In a recent meeting of HR Managers, we discussed the top 5 reasons why employees are resigning, based on our exit interviews. So here are the collated top 5 reasons why employees resign, in our case, those holding critical positions.

  1. There is an opportunity abroad
  2. They were offered a job that is a notch higher from their present job
  3. Bad relationships (boss and co-workers)
  4. Too much stress
  5. Better pay

We tried to benchmark our findings with similar industry, the closest we can compare with is the top 10 reasons below, according to Susan Heathfield:

  1. Your company is experiencing a downward spiral.
  2. Your relationship with your manager is damaged beyond repair.
  3. Your life situation has changed.
  4. Your values are at odds with the corporate culture.
  5. You’ve stopped having fun and enjoying your job.
  6. Your company is ethically challenged.
  7. For whatever reason, you have behaved in ways that are considered improper at work.
  8. You’ve burned your bridges with your coworkers.
  9. Your stress level is so high at work that it is affecting your physical or mental health and your relationships with your friends and family.
  10. And the top ten reason to quit your job? You are unchallenged, need more responsibility, and seek opportunities that just don’t exist for you in your current organisation. You’ve explored the current and potential options, and they are limited. It’s time to quit your job.

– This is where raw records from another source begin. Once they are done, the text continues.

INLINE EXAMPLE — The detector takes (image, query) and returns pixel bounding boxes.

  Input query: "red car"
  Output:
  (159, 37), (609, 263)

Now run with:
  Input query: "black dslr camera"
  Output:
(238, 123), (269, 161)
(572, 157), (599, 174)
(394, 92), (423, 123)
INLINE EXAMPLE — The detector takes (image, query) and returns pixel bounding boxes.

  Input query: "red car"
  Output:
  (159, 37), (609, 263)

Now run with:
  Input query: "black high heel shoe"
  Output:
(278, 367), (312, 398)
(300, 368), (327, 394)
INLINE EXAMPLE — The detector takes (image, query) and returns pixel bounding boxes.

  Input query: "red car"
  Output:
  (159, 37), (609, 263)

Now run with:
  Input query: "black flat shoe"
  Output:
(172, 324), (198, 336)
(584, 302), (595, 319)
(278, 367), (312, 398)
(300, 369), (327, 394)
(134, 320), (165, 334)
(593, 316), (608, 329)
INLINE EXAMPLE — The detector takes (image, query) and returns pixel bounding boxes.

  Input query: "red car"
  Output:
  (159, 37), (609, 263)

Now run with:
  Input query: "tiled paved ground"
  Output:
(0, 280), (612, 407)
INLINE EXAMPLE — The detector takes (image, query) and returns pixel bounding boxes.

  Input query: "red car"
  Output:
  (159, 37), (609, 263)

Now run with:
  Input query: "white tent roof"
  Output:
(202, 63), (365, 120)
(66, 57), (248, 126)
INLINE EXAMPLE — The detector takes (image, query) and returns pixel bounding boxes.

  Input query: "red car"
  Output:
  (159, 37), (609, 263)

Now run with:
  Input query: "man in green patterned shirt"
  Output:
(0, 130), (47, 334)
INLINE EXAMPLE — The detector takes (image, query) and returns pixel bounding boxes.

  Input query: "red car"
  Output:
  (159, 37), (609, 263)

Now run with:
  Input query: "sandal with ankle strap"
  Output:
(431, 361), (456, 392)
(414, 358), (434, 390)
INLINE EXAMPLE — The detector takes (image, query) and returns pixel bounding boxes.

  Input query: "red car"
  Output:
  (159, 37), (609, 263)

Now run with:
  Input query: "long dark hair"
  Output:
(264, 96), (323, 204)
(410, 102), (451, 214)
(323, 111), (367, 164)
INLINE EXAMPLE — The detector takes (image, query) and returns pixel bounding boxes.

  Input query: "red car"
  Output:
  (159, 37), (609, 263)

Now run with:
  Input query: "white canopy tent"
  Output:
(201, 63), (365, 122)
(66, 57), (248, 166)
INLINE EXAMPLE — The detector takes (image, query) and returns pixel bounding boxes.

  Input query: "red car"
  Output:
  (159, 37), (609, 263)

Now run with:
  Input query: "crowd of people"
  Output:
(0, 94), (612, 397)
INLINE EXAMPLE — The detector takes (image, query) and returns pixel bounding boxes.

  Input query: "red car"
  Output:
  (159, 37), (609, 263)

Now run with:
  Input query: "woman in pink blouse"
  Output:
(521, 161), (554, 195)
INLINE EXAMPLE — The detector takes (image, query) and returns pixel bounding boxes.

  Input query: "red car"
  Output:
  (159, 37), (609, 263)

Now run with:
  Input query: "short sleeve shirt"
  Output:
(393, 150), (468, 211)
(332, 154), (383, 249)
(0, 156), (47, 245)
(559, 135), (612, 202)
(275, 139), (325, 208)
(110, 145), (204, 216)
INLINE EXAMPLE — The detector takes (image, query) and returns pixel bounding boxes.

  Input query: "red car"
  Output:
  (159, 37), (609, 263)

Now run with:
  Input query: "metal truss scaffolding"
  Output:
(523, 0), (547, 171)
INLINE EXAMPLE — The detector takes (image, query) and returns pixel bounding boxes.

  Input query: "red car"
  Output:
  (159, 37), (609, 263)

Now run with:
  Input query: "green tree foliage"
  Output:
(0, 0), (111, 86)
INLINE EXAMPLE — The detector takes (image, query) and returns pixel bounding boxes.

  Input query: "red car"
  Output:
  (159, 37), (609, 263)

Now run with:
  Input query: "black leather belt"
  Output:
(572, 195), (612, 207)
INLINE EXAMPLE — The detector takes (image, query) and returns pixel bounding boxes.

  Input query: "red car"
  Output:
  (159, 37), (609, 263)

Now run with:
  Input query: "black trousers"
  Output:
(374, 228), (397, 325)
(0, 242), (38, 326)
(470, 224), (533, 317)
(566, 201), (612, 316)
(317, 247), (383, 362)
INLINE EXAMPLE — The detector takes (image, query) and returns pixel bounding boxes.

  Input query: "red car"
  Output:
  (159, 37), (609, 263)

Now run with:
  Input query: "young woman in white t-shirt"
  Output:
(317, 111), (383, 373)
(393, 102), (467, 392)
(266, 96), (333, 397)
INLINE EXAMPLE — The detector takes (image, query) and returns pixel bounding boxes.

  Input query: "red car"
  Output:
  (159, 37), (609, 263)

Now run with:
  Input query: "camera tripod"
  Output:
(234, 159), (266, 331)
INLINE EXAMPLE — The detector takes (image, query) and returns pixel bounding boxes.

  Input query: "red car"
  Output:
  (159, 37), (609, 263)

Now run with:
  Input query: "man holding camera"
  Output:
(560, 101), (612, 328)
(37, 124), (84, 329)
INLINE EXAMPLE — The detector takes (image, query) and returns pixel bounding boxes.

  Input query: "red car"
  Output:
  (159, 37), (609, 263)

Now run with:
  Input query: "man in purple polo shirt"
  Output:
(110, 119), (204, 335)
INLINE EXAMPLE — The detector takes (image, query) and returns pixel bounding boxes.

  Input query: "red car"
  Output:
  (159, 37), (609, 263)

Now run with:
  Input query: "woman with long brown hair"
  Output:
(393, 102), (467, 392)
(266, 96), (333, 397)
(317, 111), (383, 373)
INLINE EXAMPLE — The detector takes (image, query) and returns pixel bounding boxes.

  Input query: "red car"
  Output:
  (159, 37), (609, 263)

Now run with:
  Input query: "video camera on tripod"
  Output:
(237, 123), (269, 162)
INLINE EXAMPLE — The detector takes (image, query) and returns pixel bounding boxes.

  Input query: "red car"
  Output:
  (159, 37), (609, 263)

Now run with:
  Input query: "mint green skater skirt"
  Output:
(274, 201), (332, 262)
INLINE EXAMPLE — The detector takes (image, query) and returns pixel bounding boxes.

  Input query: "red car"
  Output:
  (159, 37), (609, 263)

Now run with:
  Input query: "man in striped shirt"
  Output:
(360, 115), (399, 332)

Feel free to read the expanded version at about.com.

Likewise, this article written by Darwin for  HR Philippines blog longtime ago, speaks of another dimension on why employee still resigns, despite of HR efforts.

Here is something I have got thru my network. I believe that people like us involved in HR particularly sourcing and recruitment would get a better understanding after reading the article below regarding the undesired attritions in our respective companies. – Darwin B. Rivers




Every company faces the problem of people leaving the company for better pay or profile. Early this year, Mark, a senior software designer, got an offer from a prestigious international firm to work in its India operations developing specialised software. He was thrilled by the offer. He had heard a lot about the CEO. The salary was great. The company had all the right systems in place employee-friendly human resources (HR) policies, a spanking new office, and the very best technology, even a canteen that served superb food. Twice Mark was sent abroad for training. “My learning curve is the sharpest it’s ever been,” he said soon after he joined. Last week, less than eight months after he joined, Mark walked out of the job. Why did this talented employee leave ?


Arun quit for the same reason that drives many good people away. The answer lies in one of the largest studies undertaken by the Gallup Organisation. The study surveyed over a million employees and 80,000 managers and was published in a book called “First Break All The Rules”. It came up with this surprising finding: If you’re losing good people, look to their manager …. manager is the reason people stay and thrive in an organisation. And he ‘s the reason why people leave. When people leave they take knowledge, experience and contacts with them, straight to the competition. “People leave managers not companies ,” write the authors Marcus Buckingham and Curt Coffman. Mostly manager drives people away? HR experts say that of all the abuses, employees find humiliation the most intolerable. The first time, an employee may not leave, but a thought has been planted. The second time, that thought gets strengthened. The third time, he looks for another job. When people cannot retort openly in anger, they do so by passive aggression. By digging their heels in and slowing down. By doing only what they are told to do and no more. By omitting to give the boss crucial information. Dev says: “If you work for a jerk, you basically want to get him into trouble. You don ‘t have your heart and soul in the job.” Different managers can stress out employees in different ways – by being too controlling, too suspicious, too pushy, too critical, but they forget that workers are not fixed assets, they are free agents. When this goes on too long, an employee will quit – often over a trivial issue. Talented men leave. Dead wood doesn’t.



Do you find the reasons reflective of your organisations turn-over situation?

Feel free to add more reasons, perhaps with these info, HR will be able to formulate a program to keep employees engaged.